Lebih lanjut, Harris menyayangkan inkonsistensi kebijakan fiskal yang dinilai berubah-ubah secara berulang, mulai dari penempatan dana, penarikan tiba-tiba, hingga akhirnya disuntikkan kembali. Siklus tarik ulur dana SAL ini dinilai memicu draf ketidakpastian baru bagi para pelaku pasar keuangan.
Secara khusus, dia menyoroti kebijakan penarikan dana SAL secara masif dan serentak di seluruh jajaran bank Himbara dalam kurun waktu satu bulan pada Juni lalu yang dinilai berisiko mengeringkan likuiditas bank.
Dampak nyata dari penarikan agresif tersebut sempat mendongkrak tingkat suku bunga di pasar uang hingga menyentuh level 9 persen hingga 11 persen, yang secara langsung memberikan tekanan berat bagi bank-bank skala kecil.
"Maka dampaknya terlihat luar biasa, Pak Menteri," kata Harris.
Kendati mengapresiasi langkah penyelamatan pemerintah yang akhirnya memperpanjang masa penempatan dana SAL, Harris meminta agar ke depan proses penarikan dana diberikan masa transisi yang longgar dan tidak dieksekusi secara bersamaan.
"Ini harus dilakukan dengan waktu yang cukup, sekitar tiga bulan, dan tidak dilakukan serentak untuk semua bank," ucap Harris.
Merespons kritik dari parlemen, Menteri Keuangan Purbaya Yudhi Sadewa membantah tudingan bahwa lembaganya bertindak ceroboh dalam mengelola instrumen kas SAL negara. Dia menegaskan setiap kebijakan yang diambil selalu diselaraskan dengan otoritas moneter tertinggi, yakni Bank Indonesia (BI), demi menjaga draf stabilitas makroekonomi secara utuh.
"Ketika BI kasih kode ke saya, jangan ikut campur kebijakan moneter, ya saya ikuti. Jadi saya enggak pernah sembrono dalam hal itu, apalagi ini menyangkut nasib negara," kata dia.
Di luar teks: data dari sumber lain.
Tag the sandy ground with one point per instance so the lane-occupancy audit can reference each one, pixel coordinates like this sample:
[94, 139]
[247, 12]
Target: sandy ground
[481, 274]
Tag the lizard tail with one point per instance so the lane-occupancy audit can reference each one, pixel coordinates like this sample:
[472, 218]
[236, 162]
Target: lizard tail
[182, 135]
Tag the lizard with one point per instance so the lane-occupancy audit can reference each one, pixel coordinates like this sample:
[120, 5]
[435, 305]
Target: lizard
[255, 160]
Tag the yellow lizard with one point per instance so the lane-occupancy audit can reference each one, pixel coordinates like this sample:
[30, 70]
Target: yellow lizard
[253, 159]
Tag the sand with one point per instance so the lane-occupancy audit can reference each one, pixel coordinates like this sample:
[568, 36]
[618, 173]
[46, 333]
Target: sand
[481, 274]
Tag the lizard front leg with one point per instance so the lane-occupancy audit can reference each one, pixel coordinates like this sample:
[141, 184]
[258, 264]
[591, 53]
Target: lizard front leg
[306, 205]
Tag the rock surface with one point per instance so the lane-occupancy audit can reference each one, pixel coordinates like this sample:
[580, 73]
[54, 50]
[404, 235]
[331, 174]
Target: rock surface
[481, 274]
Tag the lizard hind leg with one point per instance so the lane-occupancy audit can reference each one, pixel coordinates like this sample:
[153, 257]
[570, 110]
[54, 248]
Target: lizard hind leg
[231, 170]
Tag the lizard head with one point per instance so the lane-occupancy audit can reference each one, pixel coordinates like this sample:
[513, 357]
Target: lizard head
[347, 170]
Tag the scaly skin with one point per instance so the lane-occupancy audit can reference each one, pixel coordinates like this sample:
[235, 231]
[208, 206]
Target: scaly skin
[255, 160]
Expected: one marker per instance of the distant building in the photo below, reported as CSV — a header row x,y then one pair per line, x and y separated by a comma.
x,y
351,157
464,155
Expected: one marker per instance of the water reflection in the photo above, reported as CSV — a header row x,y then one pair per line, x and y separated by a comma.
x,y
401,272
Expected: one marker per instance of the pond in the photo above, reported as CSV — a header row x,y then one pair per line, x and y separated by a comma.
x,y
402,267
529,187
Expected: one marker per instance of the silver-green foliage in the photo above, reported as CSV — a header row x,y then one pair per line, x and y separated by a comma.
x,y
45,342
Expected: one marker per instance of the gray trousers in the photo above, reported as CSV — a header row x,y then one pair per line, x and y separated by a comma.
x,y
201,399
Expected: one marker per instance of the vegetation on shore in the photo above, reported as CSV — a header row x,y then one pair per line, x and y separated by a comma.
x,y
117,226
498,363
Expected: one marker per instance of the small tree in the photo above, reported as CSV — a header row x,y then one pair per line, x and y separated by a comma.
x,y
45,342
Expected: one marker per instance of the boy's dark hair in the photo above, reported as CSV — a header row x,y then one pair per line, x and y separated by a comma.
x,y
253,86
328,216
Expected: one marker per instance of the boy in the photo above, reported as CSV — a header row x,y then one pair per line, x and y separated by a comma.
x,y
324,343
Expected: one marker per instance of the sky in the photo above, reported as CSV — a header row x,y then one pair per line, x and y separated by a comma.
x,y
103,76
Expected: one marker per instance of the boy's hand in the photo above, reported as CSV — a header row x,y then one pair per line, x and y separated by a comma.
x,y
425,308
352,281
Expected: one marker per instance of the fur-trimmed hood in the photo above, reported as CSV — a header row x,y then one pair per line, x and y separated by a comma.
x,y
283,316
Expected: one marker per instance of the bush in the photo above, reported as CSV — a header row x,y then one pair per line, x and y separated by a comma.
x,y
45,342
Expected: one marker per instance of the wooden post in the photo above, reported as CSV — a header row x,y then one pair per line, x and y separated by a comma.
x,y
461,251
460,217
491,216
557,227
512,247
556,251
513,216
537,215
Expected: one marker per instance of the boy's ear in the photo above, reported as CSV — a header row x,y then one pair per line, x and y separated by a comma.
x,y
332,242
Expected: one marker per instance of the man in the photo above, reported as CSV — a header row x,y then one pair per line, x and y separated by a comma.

Purbaya menjelaskan, penarikan dana SAL di awal tahun murni dieksekusi setelah mendapat sinyal dari BI agar Kemenkeu mengurangi porsi dana parkir di bank komersial, dengan asumsi pasokan likuiditas akan digantikan lewat instrumen moneter lain.
Namun, realisasi di lapangan rupanya tidak berjalan linier dengan proyeksi awal sehingga pemerintah memutuskan melakukan injeksi ulang ke bank Himbara dengan total pagu penempatan kini menembus hampir Rp400 triliun.
"Jadi bukan saya main-main atau maju mundur tanpa perhitungan," ujar Purbaya.
Di akhir tanggapannya, Purbaya mengakui dinamika ini menjadi bahan evaluasi berharga bagi pemerintah untuk mempertajam koordinasi lintas sektor serta menyempurnakan indikator likuiditas perbankan yang digunakan selama ini agar lebih presisi dengan kondisi riil di lapangan.
"Berarti indikator yang kita pakai selama ini belum akurat. Itu yang akan kami perbaiki ke depan. Yang jelas kami memahami dampak setiap kebijakan terhadap perekonomian, dan kami selalu hati-hati," kata Purbaya.